The two sides have been negotiating a solution outside of court since the objection was filed in October after HHI told BorgWarner it would not accept its existing supply contracts and would supply parts on an order-by-order basis until a new supply agreement was reached. If an agreement could not be reached, HHI would stop shipping parts.
“That is certainly not conducive to a positive customer relationship,” Neumann said. “It is within their rights under the bankruptcy code, subject to court approval, but is something that I would say is a last-resort strategy.”
Neumann said the tactic, which threatens the continuity of supply if the customer doesn't agree to buy under the new terms, may affect the reputation of a supplier and threaten the supplier's ability to do business long term.

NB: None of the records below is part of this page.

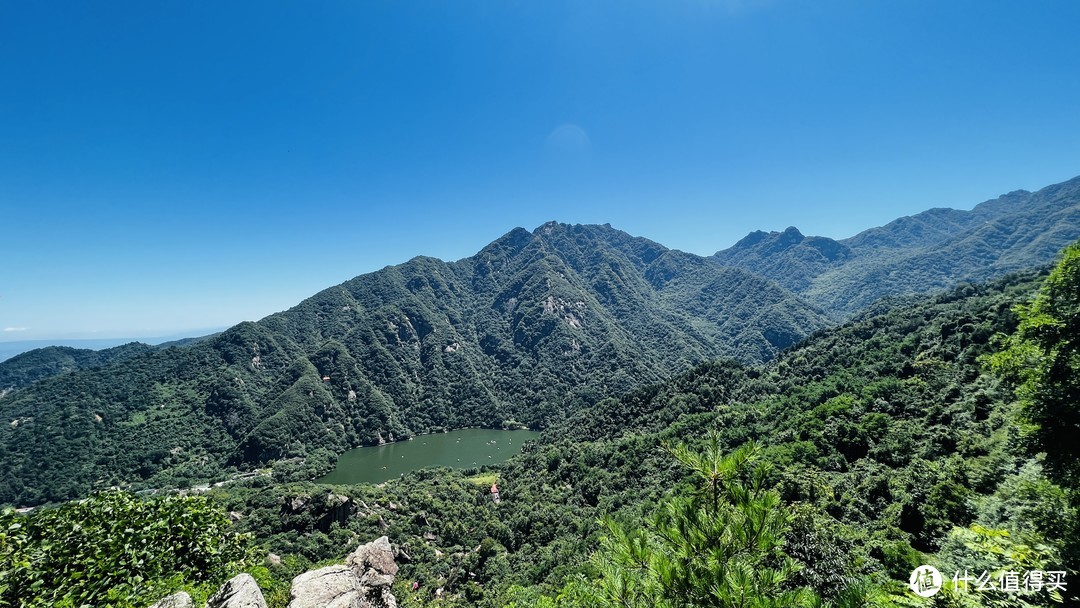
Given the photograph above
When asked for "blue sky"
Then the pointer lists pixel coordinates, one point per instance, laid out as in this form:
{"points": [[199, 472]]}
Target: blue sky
{"points": [[175, 165]]}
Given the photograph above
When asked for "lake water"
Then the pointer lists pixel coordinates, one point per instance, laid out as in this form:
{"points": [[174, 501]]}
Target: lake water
{"points": [[460, 449]]}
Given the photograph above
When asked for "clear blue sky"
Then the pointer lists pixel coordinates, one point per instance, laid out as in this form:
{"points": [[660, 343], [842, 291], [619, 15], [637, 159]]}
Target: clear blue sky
{"points": [[173, 165]]}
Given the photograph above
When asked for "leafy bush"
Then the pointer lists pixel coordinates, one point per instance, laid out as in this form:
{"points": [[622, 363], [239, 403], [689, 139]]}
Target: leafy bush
{"points": [[116, 550]]}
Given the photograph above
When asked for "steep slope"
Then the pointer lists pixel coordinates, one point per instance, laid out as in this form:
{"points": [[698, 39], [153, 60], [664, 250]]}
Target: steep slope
{"points": [[28, 367], [929, 251], [535, 325]]}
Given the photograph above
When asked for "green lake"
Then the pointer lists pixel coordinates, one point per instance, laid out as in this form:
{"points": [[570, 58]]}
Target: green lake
{"points": [[460, 449]]}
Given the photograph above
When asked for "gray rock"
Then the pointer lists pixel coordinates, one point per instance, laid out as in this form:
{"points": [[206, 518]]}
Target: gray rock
{"points": [[333, 586], [240, 592], [377, 555], [180, 599], [363, 581]]}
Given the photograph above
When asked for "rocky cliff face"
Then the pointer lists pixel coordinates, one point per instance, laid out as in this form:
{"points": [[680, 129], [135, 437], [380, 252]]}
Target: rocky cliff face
{"points": [[363, 581]]}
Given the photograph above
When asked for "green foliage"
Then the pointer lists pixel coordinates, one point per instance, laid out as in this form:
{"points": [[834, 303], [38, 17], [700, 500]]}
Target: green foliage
{"points": [[929, 251], [717, 546], [532, 327], [113, 549], [1042, 357], [38, 364]]}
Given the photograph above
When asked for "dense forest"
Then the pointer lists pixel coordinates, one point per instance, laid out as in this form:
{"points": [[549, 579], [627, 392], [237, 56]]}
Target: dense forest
{"points": [[932, 250], [929, 430], [534, 326]]}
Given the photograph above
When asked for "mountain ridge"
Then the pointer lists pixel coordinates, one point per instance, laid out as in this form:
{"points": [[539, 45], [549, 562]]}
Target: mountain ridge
{"points": [[534, 325], [931, 250]]}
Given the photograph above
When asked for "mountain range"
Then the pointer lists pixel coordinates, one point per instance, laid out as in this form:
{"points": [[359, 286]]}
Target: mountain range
{"points": [[933, 250], [536, 326]]}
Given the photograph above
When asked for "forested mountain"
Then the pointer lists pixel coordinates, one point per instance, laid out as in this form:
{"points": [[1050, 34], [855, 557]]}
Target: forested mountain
{"points": [[28, 367], [535, 325], [929, 251], [890, 440]]}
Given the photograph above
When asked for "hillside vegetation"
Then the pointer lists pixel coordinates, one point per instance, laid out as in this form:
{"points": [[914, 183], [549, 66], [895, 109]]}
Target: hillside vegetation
{"points": [[535, 325], [890, 443], [933, 250]]}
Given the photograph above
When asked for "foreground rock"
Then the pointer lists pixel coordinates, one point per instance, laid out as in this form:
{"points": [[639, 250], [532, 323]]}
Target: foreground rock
{"points": [[180, 599], [240, 592], [362, 582]]}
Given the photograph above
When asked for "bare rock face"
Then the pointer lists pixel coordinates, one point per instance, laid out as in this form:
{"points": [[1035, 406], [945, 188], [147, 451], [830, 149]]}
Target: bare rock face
{"points": [[363, 581], [240, 592], [180, 599], [333, 586], [377, 555]]}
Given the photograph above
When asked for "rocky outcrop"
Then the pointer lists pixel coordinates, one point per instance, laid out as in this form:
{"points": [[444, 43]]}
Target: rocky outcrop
{"points": [[240, 592], [180, 599], [363, 581]]}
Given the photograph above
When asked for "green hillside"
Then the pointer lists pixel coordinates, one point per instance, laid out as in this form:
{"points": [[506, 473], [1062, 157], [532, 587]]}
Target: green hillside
{"points": [[933, 250], [889, 443], [536, 325]]}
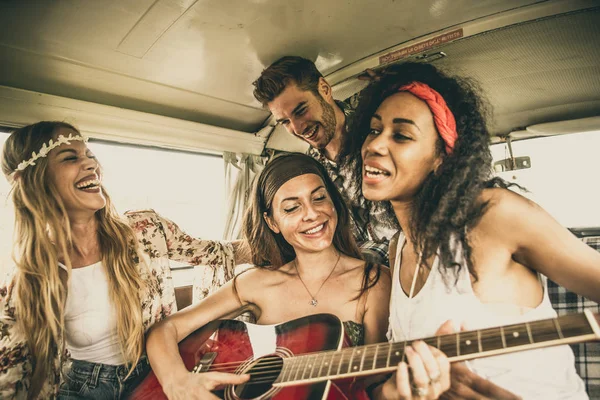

“It certainly may work (to restructure) existing contracts, but it's going to be hard to imagine a customer that's been subjected to that saying, ‘we've got this new program, let's give it to HHI.' ”
But, Wildern said such circumstances are not uncommon and rarely jeopardize the future business viability, as long as both parties work in good faith.
The very nature of the modern just-in-time delivery and sole-source supplier status-quo of the auto industry creates an environment in which the continuity of supply is frequently threatened, but rarely disrupted.
And in cases like those seen with HHI and Recticel, when a supplier puts a contract to a customer to be renegotiated under the protection, and approval, of the bankruptcy court, “essentially what they're offering is a forum for the buyer and the OEM to work out a commercially acceptable contract, and if the parties can't agree to that, it's a because they feel there is a better alternative.”